Journal of Positive Behavioral Interventions
- Discipline: Education
- Language: English
- Edited by: Lee Kern, Kathleen Lane

Publication details
- History: 1999-present
- Publisher: SAGE Publications (United States)
- Frequency: Quarterly
- Impact factor: 2.41 (2017)

Standard abbreviations
- ISO 4: J. Posit. Behav. Interv.

Indexing
- ISSN: 1098-3007 (print) 1538-4772 (web)
- LCCN: 99113390
- OCLC no.: 38562547

Links
- Journal homepage; Online access; Online archive;

= Journal of Positive Behavior Interventions =

Journal of Positive Behavior Interventions is a peer-reviewed academic journal that publishes papers in the field of Education. The journal's editors are Lee Kern (Lehigh University) and Kathleen Lane (University of Kansas). It has been in publication since 1999 and is currently published by SAGE Publications in association with The Hammill Institute on Disabilities.

== Scope ==
Journal of Positive Behavioral Interventions focuses on research-based principles of positive behavior support for use in school, home and community settings for people with challenges in behavioral adaptation. The journal publishes articles of empirical research, discussion and literature reviews and also provides a forum for the debate and discussion of research and findings.
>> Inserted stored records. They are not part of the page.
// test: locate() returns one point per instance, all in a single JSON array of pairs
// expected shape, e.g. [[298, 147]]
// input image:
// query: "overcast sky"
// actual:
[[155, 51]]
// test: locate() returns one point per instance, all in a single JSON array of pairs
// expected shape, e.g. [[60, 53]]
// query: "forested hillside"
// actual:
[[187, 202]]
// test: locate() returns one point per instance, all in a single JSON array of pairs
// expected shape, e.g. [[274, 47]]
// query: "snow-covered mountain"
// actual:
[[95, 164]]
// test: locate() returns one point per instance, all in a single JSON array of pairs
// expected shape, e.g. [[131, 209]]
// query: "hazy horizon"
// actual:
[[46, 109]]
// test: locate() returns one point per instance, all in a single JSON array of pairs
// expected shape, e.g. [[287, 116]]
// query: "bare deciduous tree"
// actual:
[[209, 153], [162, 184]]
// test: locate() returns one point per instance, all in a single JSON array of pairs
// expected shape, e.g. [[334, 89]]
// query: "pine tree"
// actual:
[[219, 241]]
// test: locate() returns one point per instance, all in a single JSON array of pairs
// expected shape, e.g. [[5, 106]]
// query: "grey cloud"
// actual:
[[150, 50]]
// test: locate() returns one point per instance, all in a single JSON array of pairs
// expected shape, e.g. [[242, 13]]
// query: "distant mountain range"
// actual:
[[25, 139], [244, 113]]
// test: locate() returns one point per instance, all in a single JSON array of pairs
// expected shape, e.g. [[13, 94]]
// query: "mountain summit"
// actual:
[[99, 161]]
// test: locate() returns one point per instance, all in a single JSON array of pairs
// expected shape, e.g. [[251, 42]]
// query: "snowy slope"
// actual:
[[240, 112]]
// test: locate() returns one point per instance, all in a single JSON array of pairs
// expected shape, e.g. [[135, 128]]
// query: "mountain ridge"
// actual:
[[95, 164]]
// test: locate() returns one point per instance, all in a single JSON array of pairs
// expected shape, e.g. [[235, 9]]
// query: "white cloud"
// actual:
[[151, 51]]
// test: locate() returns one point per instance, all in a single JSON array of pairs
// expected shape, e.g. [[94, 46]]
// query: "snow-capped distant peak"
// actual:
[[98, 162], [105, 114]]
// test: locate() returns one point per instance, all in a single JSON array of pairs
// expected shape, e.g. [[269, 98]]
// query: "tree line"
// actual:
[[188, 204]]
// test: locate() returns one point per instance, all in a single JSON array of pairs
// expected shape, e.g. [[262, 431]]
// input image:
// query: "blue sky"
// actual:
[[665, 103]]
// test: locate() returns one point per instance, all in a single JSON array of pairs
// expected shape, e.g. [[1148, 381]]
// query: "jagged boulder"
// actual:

== Abstracting and indexing ==
Journal of Positive Behavioral Interventions is abstracted and indexed in, among other databases: SCOPUS, PsycINFO, and the Social Sciences Citation Index. According to the Journal Citation Reports, its 2017impact factor is 2.41, ranking it 2 out of 40 journals in the category ‘Education, Special’ and 45 out of 127 journals in the category ‘Psychology, Clinical’.